None of these explanations are entirely convincing, which is why the true explanation is still up for grabs.
It seems that has something to do with the bonds in the water. But, what’s so odd about the bonds in water? It is simple: a single water molecule consists of a relatively large oxygen atom joined to two smaller hydrogen atoms by standard covalent bonds. Yes? Yes. H2O
But put water molecules together and hydrogen bonds also begin to play an important role.
Chemists have long known that these bonds are important.
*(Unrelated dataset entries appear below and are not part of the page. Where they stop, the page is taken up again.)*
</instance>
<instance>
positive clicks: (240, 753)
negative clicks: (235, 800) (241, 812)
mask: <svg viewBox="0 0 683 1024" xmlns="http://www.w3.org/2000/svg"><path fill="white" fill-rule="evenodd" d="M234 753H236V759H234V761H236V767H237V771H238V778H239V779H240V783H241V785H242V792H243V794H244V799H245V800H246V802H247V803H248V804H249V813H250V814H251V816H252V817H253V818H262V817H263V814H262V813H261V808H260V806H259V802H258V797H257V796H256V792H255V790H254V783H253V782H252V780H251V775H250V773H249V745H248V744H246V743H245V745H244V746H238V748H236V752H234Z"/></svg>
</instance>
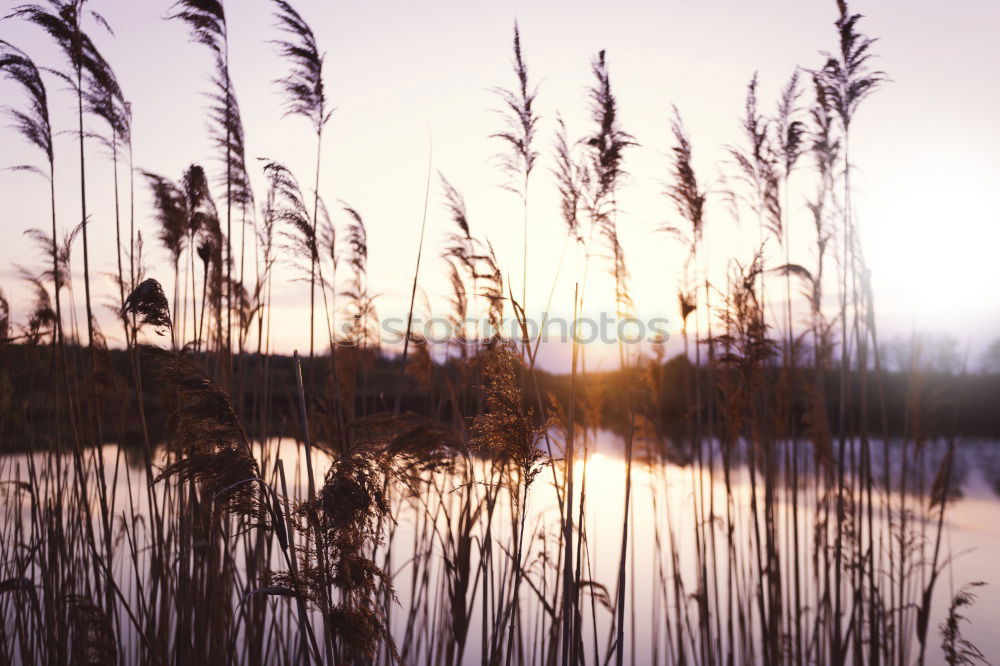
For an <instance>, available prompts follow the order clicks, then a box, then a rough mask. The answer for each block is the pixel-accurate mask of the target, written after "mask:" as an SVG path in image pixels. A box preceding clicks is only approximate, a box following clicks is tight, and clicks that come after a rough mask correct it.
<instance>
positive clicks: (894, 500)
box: [0, 432, 1000, 664]
mask: <svg viewBox="0 0 1000 666" xmlns="http://www.w3.org/2000/svg"><path fill="white" fill-rule="evenodd" d="M588 450H589V457H588V459H587V462H586V465H584V463H583V461H580V462H578V463H577V466H576V475H577V476H576V483H577V488H579V487H580V484H581V482H582V479H583V477H584V475H586V493H587V494H586V518H585V523H584V524H585V530H586V537H587V542H588V544H589V549H588V556H589V559H588V560H587V561H586V562H585V565H586V566H585V573H586V575H585V576H584V577H585V578H587V579H589V580H591V581H593V582H594V583H595V585H594V586H593V587H592V589H594V590H596V591H599V590H600V589H601V586H603V588H604V589H606V590H607V591H608V593H609V594H610V595H611V597H612V598H613V597H614V594H615V589H616V581H617V567H618V557H619V548H620V539H621V524H622V517H623V510H624V479H625V465H624V460H623V445H622V441H621V439H620V438H619V437H617V436H615V435H613V434H612V433H609V432H598V433H596V435H594V436H592V438H591V439H590V442H589V444H588ZM705 450H706V452H707V448H706V449H705ZM944 450H945V445H944V444H943V443H931V444H928V445H927V446H926V448H925V450H924V453H923V455H922V457H917V456H915V455H914V452H913V450H912V447H911V449H909V450H907V451H903V450H902V449H900V448H899V447H898V446H894V447H892V451H891V453H890V456H889V465H890V466H891V468H892V471H893V475H894V477H893V478H898V466H899V465H900V464H901V460H902V456H904V455H906V456H908V458H907V460H908V464H909V465H910V467H911V468H912V467H916V466H917V465H918V464H921V463H922V465H923V467H924V468H925V471H924V472H923V473H922V474H921V473H919V470H918V471H917V472H915V473H914V475H913V479H914V481H913V483H914V485H917V484H918V483H920V481H919V479H920V478H923V483H925V484H929V483H930V480H931V479H933V475H934V472H933V470H935V469H936V467H937V461H938V460H939V459H940V456H941V455H942V454H943V452H944ZM875 451H876V454H877V457H876V460H875V465H876V467H878V466H880V465H882V464H884V462H883V461H882V458H881V445H876V446H875ZM102 453H103V456H104V462H105V466H106V469H107V475H108V479H109V484H110V487H111V489H112V491H114V492H115V493H116V495H115V498H114V502H115V505H116V506H117V507H118V513H119V514H120V513H121V511H122V510H123V509H125V508H127V506H128V495H129V494H131V496H132V500H133V502H134V503H135V505H136V507H137V511H139V512H143V511H145V510H146V509H145V506H146V504H145V501H146V500H145V494H144V492H141V491H140V489H141V488H142V487H143V484H144V483H145V480H144V473H143V471H142V468H141V466H140V465H139V464H138V460H133V459H130V457H129V456H127V455H125V453H124V451H122V450H121V449H119V447H117V446H115V445H107V446H105V447H104V449H103V451H102ZM958 453H959V455H958V459H957V462H956V465H955V474H954V485H955V486H956V487H957V489H958V493H957V494H958V496H957V497H956V498H954V499H953V500H952V501H951V502H950V503H949V505H948V509H947V512H946V514H945V521H944V534H943V548H944V551H945V553H947V554H948V556H949V557H950V558H951V566H949V567H948V568H947V569H945V571H944V573H943V574H942V576H941V577H940V579H939V581H938V584H937V586H936V588H935V596H934V612H933V613H932V618H931V627H932V628H931V630H930V632H929V638H928V642H929V645H930V649H929V650H928V653H929V658H928V663H937V662H938V661H939V660H940V656H939V654H940V652H939V648H938V646H939V645H940V638H939V635H938V631H937V626H938V624H939V623H940V622H941V620H942V619H943V617H944V614H945V612H946V610H947V605H948V601H949V599H950V598H951V596H952V595H953V593H954V592H955V591H956V590H957V589H958V588H959V587H960V586H961V585H963V584H966V583H969V582H972V581H985V582H987V583H989V585H987V586H985V587H983V588H980V589H979V592H978V601H977V602H976V604H975V605H974V606H972V607H971V608H966V609H965V610H964V613H963V614H964V615H965V616H966V617H967V618H968V623H967V624H965V625H963V627H962V629H963V633H964V635H965V637H966V638H968V639H969V640H971V641H972V642H973V643H974V644H976V645H977V646H978V647H979V648H980V649H981V650H982V651H983V653H984V654H985V655H986V656H987V658H988V659H990V660H991V661H992V660H995V659H996V658H998V657H1000V573H998V572H1000V568H998V567H997V562H998V561H1000V494H998V493H1000V444H998V443H994V442H973V441H965V442H962V443H961V445H960V447H959V449H958ZM259 455H260V456H261V459H262V460H263V461H265V462H266V466H267V467H268V468H271V467H273V462H274V460H275V459H277V458H278V457H280V458H281V460H282V461H283V464H284V466H285V469H286V471H287V473H289V474H290V475H291V478H290V479H289V482H290V484H291V485H292V488H290V491H291V493H292V494H294V495H296V496H299V497H301V496H302V495H303V489H304V488H305V465H304V463H303V456H302V455H301V449H300V448H299V447H298V446H297V445H296V443H295V442H294V441H293V440H280V441H279V440H275V441H271V442H268V443H267V445H266V446H263V447H259ZM577 455H578V457H579V456H580V455H581V453H578V454H577ZM715 455H716V462H717V465H720V464H721V463H719V461H718V457H717V456H718V453H717V452H716V454H715ZM314 456H315V461H314V467H315V469H316V470H317V474H318V475H319V474H321V473H322V472H324V471H325V470H326V468H327V466H328V464H329V458H327V457H326V456H325V455H324V454H322V453H320V452H317V453H315V454H314ZM637 456H638V457H640V458H642V457H643V456H642V455H640V454H637ZM41 459H42V458H41V456H40V455H38V456H36V462H41ZM472 465H473V467H474V469H475V470H476V476H477V479H479V480H480V481H483V482H485V481H487V476H488V475H487V466H486V465H485V463H483V462H482V461H478V462H473V463H472ZM26 468H27V457H26V455H12V456H6V457H3V458H0V479H4V480H14V479H24V478H26V476H25V474H26ZM720 469H721V468H720V467H718V466H717V467H716V469H715V471H714V474H710V473H709V471H708V470H705V471H703V472H702V473H701V474H697V473H696V472H695V468H694V467H692V466H689V465H685V464H678V463H661V462H657V463H655V464H650V463H649V462H636V464H635V465H634V467H633V492H632V505H631V508H632V511H631V521H632V524H633V529H632V530H631V533H630V545H631V548H630V552H629V563H630V566H629V572H628V579H627V582H626V585H627V598H628V605H629V606H628V609H627V612H628V613H629V625H628V629H627V631H626V644H627V646H626V647H627V649H626V656H627V657H630V656H631V654H633V651H634V654H635V656H636V660H637V661H636V663H651V662H652V655H654V654H658V655H659V659H660V661H663V660H664V659H665V656H664V655H665V652H664V651H665V646H666V645H668V643H669V639H668V637H667V635H666V630H665V628H664V625H663V610H662V609H663V608H665V607H675V606H676V604H677V603H678V600H677V599H676V598H675V594H674V590H673V589H672V586H666V585H663V584H662V579H661V576H662V575H663V573H664V572H667V573H669V572H670V571H672V570H671V561H670V557H671V556H670V553H669V544H671V543H672V544H673V545H674V547H675V549H676V551H677V559H678V564H677V569H678V573H680V574H681V576H682V578H683V580H684V581H685V594H687V595H690V594H691V593H693V592H694V591H695V588H696V584H697V576H696V575H695V574H696V572H695V563H694V534H695V530H694V511H693V508H694V502H695V499H696V497H699V496H700V497H702V498H704V499H703V500H702V501H704V502H705V503H706V505H707V504H710V503H714V506H715V512H716V514H717V515H720V516H722V517H724V516H725V506H726V501H727V497H726V492H725V487H724V486H723V485H722V482H721V480H722V475H721V472H720ZM553 474H554V471H553V469H552V468H551V467H548V468H546V469H544V470H543V471H542V472H541V474H539V476H538V477H537V480H536V481H535V483H534V485H533V486H532V493H531V496H530V498H529V507H528V514H529V516H530V519H529V521H528V532H527V534H528V536H529V537H534V538H531V539H530V542H531V549H530V551H529V552H528V553H527V554H526V557H525V562H527V567H526V568H527V571H528V573H527V574H526V575H527V576H528V577H529V578H530V580H531V583H532V584H531V585H528V586H526V587H524V588H522V600H523V608H524V609H525V610H524V611H523V616H522V622H523V627H524V631H525V634H524V636H525V640H526V641H533V642H535V643H540V642H541V641H542V637H543V634H540V633H538V631H539V630H538V627H539V626H541V625H540V624H539V623H540V621H541V620H543V616H542V613H543V610H542V606H541V604H539V603H538V597H537V596H536V594H537V592H536V590H537V591H541V592H543V593H544V591H545V590H549V591H551V590H552V589H553V588H554V586H555V584H556V574H555V569H554V568H552V567H551V566H549V567H545V566H543V562H544V561H545V557H548V558H550V559H554V558H555V557H556V556H557V553H556V548H557V543H558V531H559V510H558V504H557V500H556V494H555V491H554V485H553ZM428 483H429V484H430V481H428ZM431 485H432V486H433V488H434V489H435V490H434V491H433V492H425V493H423V494H422V496H421V497H419V498H417V497H410V498H405V497H396V498H395V500H394V502H393V507H394V514H395V517H396V519H397V523H396V526H395V528H394V529H393V531H392V533H391V535H390V536H391V539H390V540H389V541H387V544H391V546H392V551H391V557H390V558H389V560H388V562H387V568H388V570H390V571H391V572H392V573H393V576H394V582H395V586H396V591H397V594H398V596H399V604H398V606H396V607H395V608H394V609H393V611H392V615H391V623H392V631H393V635H394V636H395V637H396V640H397V642H398V643H399V644H400V646H401V647H408V648H409V649H410V650H411V660H412V661H413V662H415V663H423V658H422V657H421V655H422V652H420V650H421V649H423V648H424V647H426V646H425V645H422V644H421V643H420V640H419V636H418V634H419V631H418V630H414V631H412V632H411V634H413V635H411V638H410V640H409V641H406V638H405V637H406V635H407V628H408V626H407V625H408V624H410V622H409V620H408V617H411V615H410V612H409V611H410V601H411V598H412V596H413V595H412V590H413V588H412V583H411V581H412V580H413V578H414V573H415V572H420V573H421V574H425V575H426V576H427V583H426V584H427V585H429V586H430V589H437V585H438V583H439V582H440V581H441V580H442V578H441V576H442V575H443V570H442V569H443V567H442V562H443V558H442V548H443V547H444V545H443V542H442V538H441V537H440V536H438V537H435V536H434V534H433V530H429V529H428V527H429V526H428V523H427V520H426V518H425V517H426V516H427V515H428V513H433V514H434V515H436V516H438V518H437V521H438V528H439V530H441V531H443V532H445V533H446V532H447V529H446V527H447V524H448V517H447V515H448V514H449V510H450V509H453V502H455V501H456V500H455V498H456V497H457V496H458V493H457V492H454V491H458V490H460V489H462V486H461V479H460V478H458V477H457V476H453V475H448V474H438V475H437V476H436V477H434V479H433V484H431ZM479 485H480V486H484V485H485V484H479ZM804 486H805V488H806V490H804V491H803V492H802V493H801V494H800V497H799V503H798V506H799V520H800V529H801V530H802V534H803V536H802V537H800V543H801V544H802V546H801V548H800V549H799V550H798V558H799V562H800V566H801V568H802V576H803V580H808V579H809V577H810V576H812V575H815V574H816V573H817V571H816V570H815V567H814V564H813V562H812V549H811V543H812V540H811V538H810V537H809V536H807V535H810V534H811V533H812V530H813V529H814V524H813V520H812V516H813V507H815V506H816V497H815V494H814V493H813V490H812V484H809V483H805V484H804ZM429 487H430V486H429ZM477 487H478V486H477ZM476 492H482V490H481V489H479V490H476ZM778 494H779V503H778V505H777V507H776V520H777V522H778V524H783V525H786V526H787V525H789V524H790V523H789V522H788V521H790V520H791V515H792V514H791V512H790V511H788V509H789V506H788V504H787V502H785V501H784V499H785V493H784V492H783V491H782V492H779V493H778ZM502 495H503V494H502V493H501V502H500V504H499V505H498V507H497V513H496V517H495V519H494V523H493V538H494V539H495V540H497V541H498V542H508V539H509V536H510V524H511V521H510V515H511V514H510V507H509V505H507V504H506V503H505V502H504V501H503V499H502ZM13 497H14V494H13V493H6V494H5V502H6V508H5V512H7V513H6V515H7V517H8V519H9V517H10V513H9V512H11V511H13V510H16V509H15V508H14V506H13V504H14V499H13ZM440 498H444V499H440ZM579 499H580V498H579V496H577V498H576V503H575V504H576V505H577V506H578V505H579ZM732 502H733V504H732V515H733V520H734V526H735V531H736V534H737V538H736V543H737V544H738V545H740V544H742V549H744V550H745V549H746V544H747V542H748V540H747V538H746V536H747V530H748V529H749V525H750V523H749V520H750V509H749V507H750V490H749V477H748V474H747V470H746V469H745V468H744V467H742V466H739V467H738V468H737V469H736V470H735V471H734V473H733V484H732ZM893 502H894V504H893V506H894V510H895V507H896V506H898V505H897V504H896V502H898V499H894V500H893ZM908 504H909V509H910V510H911V511H912V512H913V513H912V518H911V520H913V521H914V522H913V525H914V526H915V530H916V536H917V538H918V540H919V538H921V535H922V536H924V537H926V538H927V539H929V540H932V539H933V536H934V526H935V523H934V521H931V520H928V519H929V518H930V514H929V513H928V509H927V506H926V502H920V501H919V500H918V499H916V498H911V499H910V500H909V502H908ZM437 509H440V510H437ZM22 510H23V511H25V510H26V509H25V507H24V506H23V505H22ZM25 515H26V514H25ZM876 520H877V521H882V520H884V518H883V517H881V516H879V517H877V518H876ZM7 522H8V524H9V520H8V521H7ZM723 528H724V525H723V520H721V519H720V520H718V521H717V522H716V526H715V536H716V537H717V538H718V539H719V542H718V543H719V546H718V548H719V552H723V551H724V550H725V549H724V546H723V544H724V541H723V539H724V538H725V535H724V529H723ZM876 531H880V530H879V529H878V528H876ZM428 535H429V536H428ZM476 535H477V537H478V538H480V539H481V538H482V530H478V531H477V532H476ZM137 538H138V539H139V540H140V541H141V539H142V535H141V533H140V534H138V535H137ZM422 538H423V539H424V540H423V541H421V539H422ZM4 543H5V546H4V547H5V548H7V547H8V546H7V545H6V544H8V541H7V540H5V541H4ZM416 543H424V544H430V550H429V551H426V554H424V555H423V556H422V557H417V558H415V557H414V553H415V551H416V552H424V551H425V550H426V548H423V549H422V548H416V547H415V545H414V544H416ZM474 548H476V547H474ZM929 548H930V546H928V550H927V552H928V553H929V552H930V551H929ZM385 553H386V551H385V548H383V549H382V551H381V552H380V555H379V560H380V562H381V561H382V558H384V557H385ZM5 555H6V553H5ZM748 555H749V554H748V553H745V552H741V553H738V554H737V556H738V558H747V559H746V562H747V566H748V567H749V566H750V565H749V559H748ZM783 555H784V560H785V566H789V565H788V562H790V561H791V559H792V558H793V553H791V552H790V551H788V550H787V549H786V550H785V551H784V552H783ZM4 559H5V560H6V559H7V558H6V557H5V558H4ZM475 562H476V559H475V557H473V567H475V566H476V564H475ZM415 567H416V568H415ZM923 570H926V567H923ZM923 570H922V571H923ZM4 573H5V575H10V574H11V572H9V571H5V572H4ZM924 576H926V571H923V573H920V574H919V575H918V576H917V577H915V578H914V580H915V581H916V585H917V586H918V587H916V588H915V589H917V590H919V589H920V587H921V586H922V585H923V579H924V578H923V577H924ZM806 587H807V588H809V586H808V585H807V586H806ZM810 589H811V588H810ZM549 594H550V595H551V592H550V593H549ZM601 596H602V595H601V594H595V595H594V596H593V603H591V596H589V595H587V596H585V599H584V605H585V608H586V611H587V613H586V614H587V616H588V617H587V621H586V622H585V636H584V644H585V646H587V650H586V651H587V656H588V663H589V662H592V661H593V646H594V644H595V638H596V644H597V651H598V653H599V656H600V658H601V659H602V660H603V658H604V654H605V650H606V645H607V640H608V637H609V635H610V634H609V632H610V630H611V619H612V616H611V613H610V612H609V610H608V609H606V608H605V607H604V606H603V604H602V599H601ZM812 602H813V600H812V599H811V598H810V593H809V592H808V590H807V591H806V593H805V600H804V605H805V606H807V607H809V606H810V604H811V603H812ZM435 603H437V602H435ZM681 603H684V602H683V601H682V602H681ZM471 607H472V608H473V617H472V621H471V629H470V632H469V638H468V643H467V649H466V653H465V663H470V664H472V663H480V661H481V658H480V638H481V637H480V634H479V626H480V616H479V614H478V613H479V607H478V605H477V604H475V603H473V604H471ZM692 608H693V604H692ZM432 611H433V608H432ZM809 612H811V611H807V612H806V615H807V616H808V614H809ZM417 617H418V618H421V617H423V616H421V615H420V614H419V613H418V615H417ZM691 617H692V622H693V621H695V620H696V617H697V616H696V614H694V613H693V612H692V615H691ZM419 621H420V622H423V623H425V624H426V623H427V622H430V621H431V620H430V619H428V618H423V619H422V620H419ZM595 623H596V633H595ZM909 631H911V632H912V623H911V624H910V625H909ZM912 643H913V649H914V650H915V649H916V640H915V639H914V640H913V641H912ZM913 654H914V655H915V652H914V653H913Z"/></svg>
For example, water’s boiling point is much higher than other liquids of similar molecules because hydrogen bonds hold it together.
But in recent years, chemists have become increasingly aware of more subtle roles that hydrogen bonds can play.
Maybe thay can explain the Mpemba effect?
As the liquid warms up, it forces the hydrogen bonds to stretch and the water molecules sit further apart. This allows the moleculular bonds to shrink again and give up their energy.
The important point is: this process in which the molecular bonds give up energy is equivalent to cooling.
But while this idea is convincing, it is not quite the theoretical slam dunk that many physicists will require to settle the question. It lacks predictive power. A solid solution needs to predict a new property of water that conventional thinking about water does not.
However, as people don’t currently agree on whether it exists or not, it currently can’t be exploited in this way – and as long as the effect remains a mystery, scientists will continue to seek an explanation. Yeeey.